Fractures have been known to exist in reservoirs for the last half century, yet the practice of characterizing fractured rock reservoir system has been extremely slow. Why is this so? The greatest contributor to this point of view is that fractured reservoirs are extremely complex. The complexity is attributed to vast number of both dependant and independent geometrical variables that dictates final reservoir response.
Fracture characterization is essential step to understand the overall reservoir performance, and to accomplish this, it is imperative to integrate all facets of information to achieve optimization of permeability response. A basic physics-understanding is absent of the fracture morphology that commonly occur in naturally fractured-reservoirs (NFR).
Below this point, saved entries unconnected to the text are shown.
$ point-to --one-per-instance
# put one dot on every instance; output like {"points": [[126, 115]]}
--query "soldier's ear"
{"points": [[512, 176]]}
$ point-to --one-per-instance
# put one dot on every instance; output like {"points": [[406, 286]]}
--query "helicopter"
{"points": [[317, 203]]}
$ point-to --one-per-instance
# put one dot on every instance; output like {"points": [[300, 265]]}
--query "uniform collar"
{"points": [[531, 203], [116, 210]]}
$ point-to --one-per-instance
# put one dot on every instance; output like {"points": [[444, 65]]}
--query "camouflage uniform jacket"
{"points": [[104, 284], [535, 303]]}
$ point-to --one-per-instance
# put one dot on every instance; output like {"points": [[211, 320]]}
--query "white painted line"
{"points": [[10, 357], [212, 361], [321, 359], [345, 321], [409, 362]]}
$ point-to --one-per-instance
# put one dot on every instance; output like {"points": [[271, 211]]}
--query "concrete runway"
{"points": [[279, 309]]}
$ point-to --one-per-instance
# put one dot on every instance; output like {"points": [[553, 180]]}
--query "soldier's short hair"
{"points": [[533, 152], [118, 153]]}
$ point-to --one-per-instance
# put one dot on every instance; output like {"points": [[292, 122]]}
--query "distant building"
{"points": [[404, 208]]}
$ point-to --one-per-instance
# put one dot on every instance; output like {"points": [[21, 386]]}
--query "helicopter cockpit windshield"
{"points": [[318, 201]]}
This knowledge will help understand flow and recovery patterns in fractured reservoirs. For example, fracture-population and fracture-spacing, fracture area (length & width), fracture opening (fracture-porosity), and fracture-orientation. The model will simulate several scenarios of hypothetical fracture geometries in pursue of overall reservoir permeability. Anyone who has dealt with natural fractured reservoirs will realize that these variables are few of other numerous variables that when combined properly would have a better prediction for the reservoir overall performance.
Systematic fractured reservoir physical-models are proposed for this study. It is known that almost all fractured reservoirs respond in a unique way according to the class of their fracture. Therefore, the principal objective of the study is to construct a physical model of an artificial permeable reservoir that will host many sets of controlled fracture geometry and morphology. These fractures will be designed and tested. Further these fractures will be studied and modeled in order to seek fundamental knowledge of their impact on total reservoir performance.